D'autres groupes continuent à importer, mais sans avoir
droit aux dollars de la Cadivi, ils doivent acheter des
dollars sur le marché parallèle, trois fois plus cher, et
répercutent ce surcoût sur le produit final. " Autant
dire que l'inflation va rapidement devenir incontrôlable
", prédit Orlando Ochoa. Le gouvernement est face à
une quadrature du cercle. Il doit réduire l'écart entre le
taux de change officiel et le parallèle pour éviter une
explosion des prix couplée à une pénurie de produits,
mais il refuse la mesure la plus évidente, c'est-à-dire la
dévaluation, par crainte de l'impact inflationniste.
On
comprend mieux dans ce contexte la multiplication des
nationalisations qui obéit moins à des raisons idéologiques
qu'à des nécessités de financement. Après avoir récupéré
le contrôle de la majorité du secteur pétrolier, l'Etat
est devenu depuis 2007 un acteur de poids dans l'électricité,
les télécommunications, la sidérurgie, le ciment et la
banque. C'est la meilleure façon de contrôler les prix et
d'orienter la production. Depuis le début de l'année,
Caracas a même fait de la nationalisation un outil pour
repousser les échéances de paiement aux fournisseurs.
La
compagnie d'hydrocarbures PDVSA, qui a terminé l'année
avec une ardoise de plus de 8 milliards de dollars à l'égard
de dizaines d'entreprises prestataires de services, a fini
par en absorber une soixantaine, le mois dernier, suite à
un décret d'expropriation voté à la hâte par une Assemblée
nationale acquise au gouvernement. Là encore, le refus de
payer était en partie justifié - beaucoup de ces groupes,
en cheville depuis des années avec des cadres de
l'entreprise, pratiquaient la surfacturation.

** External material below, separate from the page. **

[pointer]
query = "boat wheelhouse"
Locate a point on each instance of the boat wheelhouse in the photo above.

Mais PDVSA,
qui compte aujourd'hui près de 100 000 salariés, a-t-elle
les ressources humaines et financières pour reprendre
toutes les activités ? L'entreprise, qui a délaissé
l'investissement productif au profit du financement des dépenses
sociales peine déjà à maintenir sa production de pétrole.
Paradoxalement,
c'est des multinationales étrangères qu'Hugo Chavez attend
les solutions. La Banque de développement du Brésil, la
BNDES, devrait prêter à Caracas 4,3 milliards de dollars
pour financer des infrastructures, dont les contrats sont
confiés aux géants brésiliens du bâtiment. Des fonds
russes et chinois ont été mis en place avec une finalité
similaire. Surtout, le gouvernement devrait faire savoir, au
mois d'août, qui des 19 compagnies pétrolières intéressées
par l'exploitation des blocs de Carabobo, dans l'Orénoque,
sera choisi. La française Total est haut placée dans la
liste.
Les
groupes rechignent devant les exigences du gouvernement
(apporter le financement, assurer la clientèle et renoncer
à l'arbitrage international), mais se souviennent que le
Venezuela est déjà à la tête de 172 milliards de barils
de réserves prouvées, 314 milliards au total si l'on prend
en compte les réserves en cours de certification. Le futur
du " socialisme du XXIe siècle " voulu par Hugo
Chavez dépendra aussi de la capacité de la " révolution
bolivarienne " à parvenir à un accord avec les détenteurs
du pouvoir capitaliste dans le monde.